Employee perceptions of fairness have a considerable effect upon their motivation, productivity and morale. These factors all affect the employer’s labour costs as low morale and workforce dissatisfaction increase employee turnover. Every employee is entitled to justice in the workplace, but many feel they do not get this and as a result may feel, embittered and negative towards the employer’s aims and objectives. There are several causes of perceptions of unfairness. A dismissive attitude towards workers’ rights could be one reason. Nowadays, developed countries have policies in place which purport to uphold worker health and safety for example, yet firms which do not practice what they preach are often responsible for health-related diseases and accidents. Tribunals can be organised but often workers who are not expertly represented can feel they have lost on out compensation or just insurance payouts.
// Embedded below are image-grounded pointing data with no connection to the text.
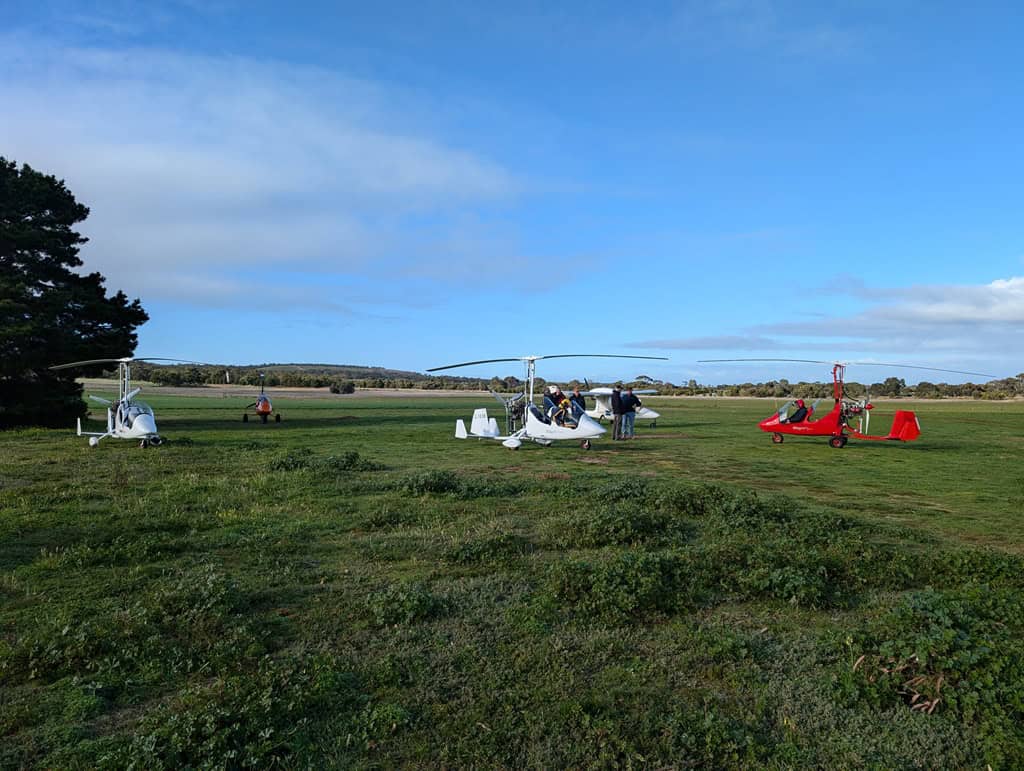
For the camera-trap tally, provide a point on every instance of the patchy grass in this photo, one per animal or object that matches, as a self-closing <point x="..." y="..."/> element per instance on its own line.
<point x="374" y="593"/>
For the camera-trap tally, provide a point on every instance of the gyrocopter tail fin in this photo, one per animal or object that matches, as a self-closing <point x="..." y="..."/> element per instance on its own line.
<point x="905" y="426"/>
<point x="482" y="425"/>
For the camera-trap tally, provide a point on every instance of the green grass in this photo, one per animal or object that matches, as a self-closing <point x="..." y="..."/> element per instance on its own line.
<point x="353" y="587"/>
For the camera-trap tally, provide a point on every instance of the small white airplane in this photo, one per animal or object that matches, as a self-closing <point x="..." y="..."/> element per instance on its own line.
<point x="126" y="419"/>
<point x="525" y="422"/>
<point x="602" y="409"/>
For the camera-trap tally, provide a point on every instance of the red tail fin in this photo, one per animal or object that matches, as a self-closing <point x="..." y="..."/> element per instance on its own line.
<point x="905" y="426"/>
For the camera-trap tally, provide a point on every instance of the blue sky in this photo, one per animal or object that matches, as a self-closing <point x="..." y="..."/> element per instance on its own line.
<point x="413" y="184"/>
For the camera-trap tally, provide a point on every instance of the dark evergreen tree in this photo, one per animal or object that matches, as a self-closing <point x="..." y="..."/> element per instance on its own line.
<point x="50" y="314"/>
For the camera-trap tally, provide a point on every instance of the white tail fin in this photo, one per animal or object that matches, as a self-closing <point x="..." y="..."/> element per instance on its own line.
<point x="481" y="426"/>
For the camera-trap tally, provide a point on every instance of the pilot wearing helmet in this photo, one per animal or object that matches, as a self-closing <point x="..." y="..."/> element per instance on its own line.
<point x="552" y="399"/>
<point x="800" y="415"/>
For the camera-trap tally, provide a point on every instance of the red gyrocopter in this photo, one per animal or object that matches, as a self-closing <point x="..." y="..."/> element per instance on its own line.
<point x="262" y="404"/>
<point x="837" y="424"/>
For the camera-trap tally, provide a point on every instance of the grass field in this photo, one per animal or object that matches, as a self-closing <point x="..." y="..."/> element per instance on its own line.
<point x="353" y="587"/>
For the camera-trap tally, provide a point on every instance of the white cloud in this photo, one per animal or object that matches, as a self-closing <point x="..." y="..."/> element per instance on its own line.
<point x="976" y="327"/>
<point x="194" y="166"/>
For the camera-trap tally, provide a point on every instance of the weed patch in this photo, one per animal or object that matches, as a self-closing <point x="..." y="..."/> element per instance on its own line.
<point x="403" y="603"/>
<point x="252" y="719"/>
<point x="960" y="650"/>
<point x="501" y="549"/>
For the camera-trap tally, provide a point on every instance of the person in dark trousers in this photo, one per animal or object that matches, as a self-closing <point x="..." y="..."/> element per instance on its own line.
<point x="630" y="404"/>
<point x="616" y="413"/>
<point x="552" y="398"/>
<point x="800" y="415"/>
<point x="579" y="402"/>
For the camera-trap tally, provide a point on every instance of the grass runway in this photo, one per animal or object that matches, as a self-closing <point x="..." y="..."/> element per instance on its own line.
<point x="355" y="588"/>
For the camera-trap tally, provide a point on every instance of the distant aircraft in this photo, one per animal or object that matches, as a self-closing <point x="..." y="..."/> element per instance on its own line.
<point x="524" y="421"/>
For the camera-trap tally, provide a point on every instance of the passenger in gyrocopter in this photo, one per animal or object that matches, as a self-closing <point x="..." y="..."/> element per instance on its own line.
<point x="799" y="415"/>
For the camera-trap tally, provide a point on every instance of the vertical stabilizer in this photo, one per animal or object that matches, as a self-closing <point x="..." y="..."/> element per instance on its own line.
<point x="481" y="425"/>
<point x="905" y="426"/>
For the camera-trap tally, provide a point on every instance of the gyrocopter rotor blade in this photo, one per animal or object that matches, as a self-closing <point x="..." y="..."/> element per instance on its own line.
<point x="599" y="355"/>
<point x="124" y="360"/>
<point x="857" y="363"/>
<point x="916" y="367"/>
<point x="538" y="358"/>
<point x="798" y="360"/>
<point x="481" y="361"/>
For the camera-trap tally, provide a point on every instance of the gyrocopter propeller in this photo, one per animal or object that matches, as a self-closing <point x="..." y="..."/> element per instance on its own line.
<point x="524" y="420"/>
<point x="837" y="424"/>
<point x="127" y="418"/>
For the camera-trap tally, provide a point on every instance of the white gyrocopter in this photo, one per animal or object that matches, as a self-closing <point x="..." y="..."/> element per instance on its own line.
<point x="524" y="421"/>
<point x="126" y="418"/>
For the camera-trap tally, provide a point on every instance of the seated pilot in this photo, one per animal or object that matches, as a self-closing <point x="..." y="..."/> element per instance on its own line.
<point x="799" y="416"/>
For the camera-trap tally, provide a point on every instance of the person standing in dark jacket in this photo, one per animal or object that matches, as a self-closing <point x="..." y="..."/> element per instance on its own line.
<point x="630" y="404"/>
<point x="616" y="413"/>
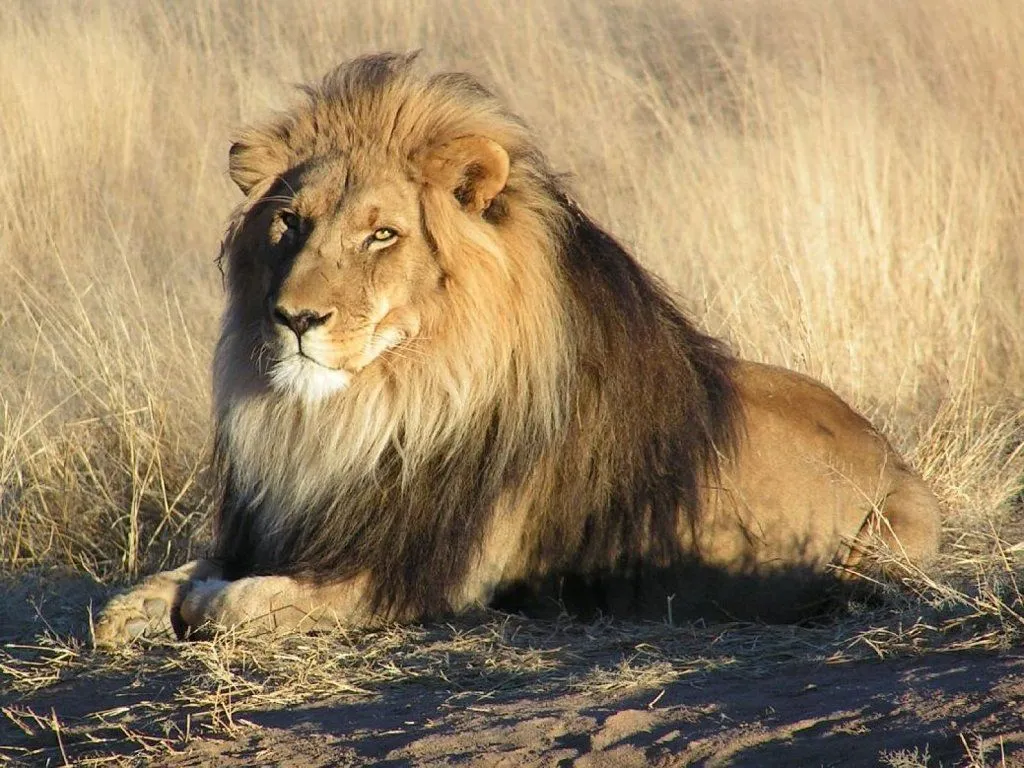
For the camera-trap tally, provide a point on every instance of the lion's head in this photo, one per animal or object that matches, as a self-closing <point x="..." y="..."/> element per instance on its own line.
<point x="369" y="222"/>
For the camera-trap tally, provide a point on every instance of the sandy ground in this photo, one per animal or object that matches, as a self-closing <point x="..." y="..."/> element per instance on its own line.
<point x="934" y="709"/>
<point x="845" y="715"/>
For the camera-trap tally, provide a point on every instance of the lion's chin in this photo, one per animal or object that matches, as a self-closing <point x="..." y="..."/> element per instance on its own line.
<point x="306" y="380"/>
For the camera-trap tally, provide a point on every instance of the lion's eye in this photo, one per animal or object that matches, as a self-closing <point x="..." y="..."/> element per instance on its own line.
<point x="381" y="238"/>
<point x="291" y="221"/>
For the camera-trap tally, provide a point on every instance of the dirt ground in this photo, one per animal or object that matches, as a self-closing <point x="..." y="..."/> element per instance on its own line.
<point x="603" y="695"/>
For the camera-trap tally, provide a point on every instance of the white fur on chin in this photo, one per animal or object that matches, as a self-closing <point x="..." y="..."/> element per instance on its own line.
<point x="307" y="380"/>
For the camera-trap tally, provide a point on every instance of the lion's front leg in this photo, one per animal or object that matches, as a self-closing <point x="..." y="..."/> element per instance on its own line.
<point x="259" y="604"/>
<point x="145" y="609"/>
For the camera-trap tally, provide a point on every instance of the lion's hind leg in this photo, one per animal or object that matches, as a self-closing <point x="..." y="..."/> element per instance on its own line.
<point x="904" y="529"/>
<point x="271" y="603"/>
<point x="145" y="609"/>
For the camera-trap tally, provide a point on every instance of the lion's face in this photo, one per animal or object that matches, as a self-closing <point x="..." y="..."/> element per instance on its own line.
<point x="348" y="270"/>
<point x="335" y="266"/>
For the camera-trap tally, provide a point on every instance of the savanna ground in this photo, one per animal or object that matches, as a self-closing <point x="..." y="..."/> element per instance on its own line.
<point x="834" y="186"/>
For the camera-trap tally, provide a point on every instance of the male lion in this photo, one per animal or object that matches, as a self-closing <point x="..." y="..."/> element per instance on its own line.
<point x="440" y="385"/>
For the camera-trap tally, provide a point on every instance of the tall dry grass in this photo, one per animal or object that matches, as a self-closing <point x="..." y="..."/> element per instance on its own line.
<point x="834" y="186"/>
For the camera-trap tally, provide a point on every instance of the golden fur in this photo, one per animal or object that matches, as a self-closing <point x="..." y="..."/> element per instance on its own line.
<point x="439" y="384"/>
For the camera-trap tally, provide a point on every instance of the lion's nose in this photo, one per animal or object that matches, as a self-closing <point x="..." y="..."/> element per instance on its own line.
<point x="300" y="322"/>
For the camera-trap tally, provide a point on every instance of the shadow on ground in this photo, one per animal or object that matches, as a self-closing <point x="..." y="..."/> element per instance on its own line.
<point x="936" y="708"/>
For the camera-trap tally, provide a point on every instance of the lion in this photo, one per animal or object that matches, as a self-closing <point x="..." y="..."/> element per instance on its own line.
<point x="440" y="385"/>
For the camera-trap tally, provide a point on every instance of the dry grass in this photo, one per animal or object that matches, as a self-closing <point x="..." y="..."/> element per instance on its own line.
<point x="834" y="186"/>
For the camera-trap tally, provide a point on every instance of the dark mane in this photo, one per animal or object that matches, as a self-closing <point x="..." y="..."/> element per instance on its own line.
<point x="650" y="407"/>
<point x="654" y="408"/>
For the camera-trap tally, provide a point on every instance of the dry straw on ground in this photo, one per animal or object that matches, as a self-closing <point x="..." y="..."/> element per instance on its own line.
<point x="833" y="186"/>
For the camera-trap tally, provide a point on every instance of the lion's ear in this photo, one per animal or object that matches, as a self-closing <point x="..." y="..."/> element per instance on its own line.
<point x="251" y="162"/>
<point x="474" y="169"/>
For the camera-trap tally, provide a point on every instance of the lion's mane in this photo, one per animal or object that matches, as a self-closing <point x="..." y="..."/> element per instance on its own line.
<point x="564" y="379"/>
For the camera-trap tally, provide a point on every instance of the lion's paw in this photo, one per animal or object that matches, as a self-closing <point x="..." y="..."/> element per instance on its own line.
<point x="147" y="610"/>
<point x="144" y="611"/>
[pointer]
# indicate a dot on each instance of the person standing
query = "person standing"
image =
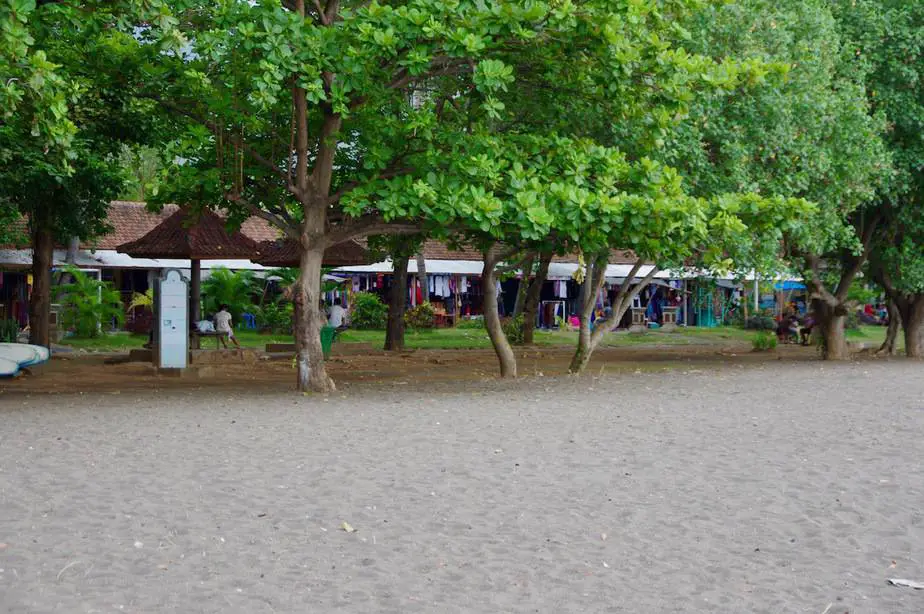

Other workers see this happening and make a negative and cynical judgement on their employer and so have little motivation to increase output or productivity and will leave work dead on the minute, not seeing any reason why they should be flexible about working hours or overtime. They then keep their eyes open for better opportunities with firms elsewhere and jump ship the minute they can, and all the while they are watching the jobs market they are not looking to their employer’s best interests.
Unfair dismissal is another worry for employees who feel insecure as they know that if they come across bad practises they have no one to turn to as whistleblowers will simply be thrown out. Likewise for their contracts, if there are breaches, they dare not say anything. Wage and salary inconsistency is another common grievance. Employees may see others paid more for the same job, female workers for example, or seniors. They may see others promoted above them for no good reason that they can discern and then their grudge simmers on for years, affecting the quality of their work and their relationship with bosses. Availability of work causes a lot of uncertainty and insecurity. In the UK for example, a new state of affairs is causing a lot of bad-tempered press in the press and other media. Zero hours contracts as they are called, are contracts that are offered to employees who are so desperate they will sign up with a firm knowing there is n o guarantee of work in any particular week, and there may even be zero hours. Some employees have to agree to go in when needed as cover, for example for one hour only out of an entire week. Clearly, these situations will do nothing for a country’s recovery to economic prosperity.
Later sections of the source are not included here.